Il se moque de nous !
Ce récit est un bijou précieux serti d'onyx et de perles blanches, un joyau inventé  par un esprit sombre pour un ange déchu. Son clair-obscur angoisserait si le style soigné et glacial de l'auteur ne nous éloignait pas de toute tentation de sensiblerie. Inspiré à la même époque, lui aussi, par le thème de la passion contrariée, Musset avait presque réussi à nous tirer des larmes grâce à son adolescent "On ne badine pas avec l'amour", conte théâtral étourdissant de facéties et de mensonges puérils, qui finissait mal. L'amour de toute façon finit mal !
Sauf chez Marivaux où les amants, après mille virevoltes et cent mille mots d'esprit, trouvent enfin la récompense enviable du sentiment partagé.
L'impavide et immuablement distingué Prosper se donne au contraire le raffinement de désunir deux personnes juste unis.
L'écrivain en profiterait-il pour guérir une déception d'amour-propre ? Le doute envahit assez vite un lecteur doué d'une once d'intuition... L'héroïne, cette coquette et prude Madame de Chaverny, sotte comme un panier, spirituelle comme une mondaine récitant son beau langage insignifiant et belle à rendre jalouses les danseuses de l'Opéra, ses rivales auprès de son inconstant et dodu époux, ne paraît-elle trop vraie pour ne pas avoir existé ?

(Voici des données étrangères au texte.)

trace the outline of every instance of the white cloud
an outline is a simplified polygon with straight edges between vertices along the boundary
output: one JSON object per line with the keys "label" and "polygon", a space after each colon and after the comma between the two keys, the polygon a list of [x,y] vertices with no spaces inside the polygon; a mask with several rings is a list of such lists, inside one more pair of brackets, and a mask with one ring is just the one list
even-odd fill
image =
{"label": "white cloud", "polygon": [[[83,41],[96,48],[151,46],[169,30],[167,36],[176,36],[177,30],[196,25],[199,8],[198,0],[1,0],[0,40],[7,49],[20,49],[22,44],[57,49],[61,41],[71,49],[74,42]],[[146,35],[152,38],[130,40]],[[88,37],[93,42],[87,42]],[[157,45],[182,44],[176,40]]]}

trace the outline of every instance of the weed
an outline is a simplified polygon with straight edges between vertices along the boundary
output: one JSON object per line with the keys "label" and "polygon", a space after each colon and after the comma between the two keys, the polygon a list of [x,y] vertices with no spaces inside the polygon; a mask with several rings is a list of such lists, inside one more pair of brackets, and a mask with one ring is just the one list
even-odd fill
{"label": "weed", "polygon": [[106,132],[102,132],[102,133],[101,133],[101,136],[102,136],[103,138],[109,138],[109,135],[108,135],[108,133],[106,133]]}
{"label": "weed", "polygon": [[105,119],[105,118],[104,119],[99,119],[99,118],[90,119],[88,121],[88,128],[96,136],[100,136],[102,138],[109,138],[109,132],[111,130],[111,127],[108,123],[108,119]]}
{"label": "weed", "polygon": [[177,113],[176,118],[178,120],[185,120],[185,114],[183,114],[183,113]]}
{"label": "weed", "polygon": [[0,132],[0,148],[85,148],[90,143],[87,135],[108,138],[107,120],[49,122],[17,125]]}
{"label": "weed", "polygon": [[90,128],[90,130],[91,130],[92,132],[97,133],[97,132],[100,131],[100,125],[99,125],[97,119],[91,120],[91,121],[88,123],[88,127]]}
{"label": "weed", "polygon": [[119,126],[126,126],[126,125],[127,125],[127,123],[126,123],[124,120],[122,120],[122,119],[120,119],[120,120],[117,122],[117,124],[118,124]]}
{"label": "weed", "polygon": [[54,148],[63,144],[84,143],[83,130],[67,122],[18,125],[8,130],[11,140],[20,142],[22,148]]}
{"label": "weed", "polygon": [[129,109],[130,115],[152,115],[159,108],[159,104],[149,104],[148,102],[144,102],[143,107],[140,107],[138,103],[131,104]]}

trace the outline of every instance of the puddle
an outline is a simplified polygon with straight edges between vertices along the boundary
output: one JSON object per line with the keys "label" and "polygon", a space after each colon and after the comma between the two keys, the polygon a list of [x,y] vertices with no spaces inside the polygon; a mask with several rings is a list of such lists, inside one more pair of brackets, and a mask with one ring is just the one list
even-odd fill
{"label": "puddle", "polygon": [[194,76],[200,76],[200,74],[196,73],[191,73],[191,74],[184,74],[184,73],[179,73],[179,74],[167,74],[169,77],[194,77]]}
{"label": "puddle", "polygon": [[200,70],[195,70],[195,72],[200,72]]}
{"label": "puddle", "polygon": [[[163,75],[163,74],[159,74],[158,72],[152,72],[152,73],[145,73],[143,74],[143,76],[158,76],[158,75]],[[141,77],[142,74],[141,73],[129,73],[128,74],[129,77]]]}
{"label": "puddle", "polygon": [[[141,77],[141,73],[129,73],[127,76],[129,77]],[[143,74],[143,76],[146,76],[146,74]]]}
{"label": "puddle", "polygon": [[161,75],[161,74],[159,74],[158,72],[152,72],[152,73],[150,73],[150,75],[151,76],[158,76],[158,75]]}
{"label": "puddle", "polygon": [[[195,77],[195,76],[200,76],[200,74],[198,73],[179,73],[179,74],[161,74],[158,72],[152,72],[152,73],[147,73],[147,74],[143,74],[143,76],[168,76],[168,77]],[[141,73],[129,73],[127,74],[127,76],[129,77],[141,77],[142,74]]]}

 Qui sait si ce roman ne cache pas la discrète envie de déclarer sa flamme à une femme qui n'y a pas cru ? Sans le savoir, l'auteur propose une vision effarante de la condition féminine à l'époque romantique.
Madame de Chaverny descend d'un ravissant portrait signé de l'auguste main d'Ingres ou Winterhalter, avec son pâle minois encadré de cheveux bien lisses et son calme regard d'eau dormante. Sa coiffure et sa robe magnifique passent avant ses pensées enfermées sous son front marmoréen.
 Pense-t-elle d'ailleurs ? Le bonheur, le malheur signifient-ils quelque chose pour cette créature élevée au couvent comme une sainte, puis livrée au gros Monsieur de Chaverny comme une courtisane vendue un bon poids d'or ?
Que dissimulent ces traits juvéniles et quelle révolte s'étouffe-t-elle au fond de cette âme avide d'horizons ignorés ? Madame de Chaverny ne meurt pas de faim, elle périt à petit feu. Du matin jusqu'au soir, ses heures s'écoulent en tâches inutiles. Faire partie des heureux de la monarchie de Louis-Philippe premier roi des français ne lui suffit pas; la vie digne d'être vécue est hors de sa portée: cette très jeune femme se croit âgée de cent ans.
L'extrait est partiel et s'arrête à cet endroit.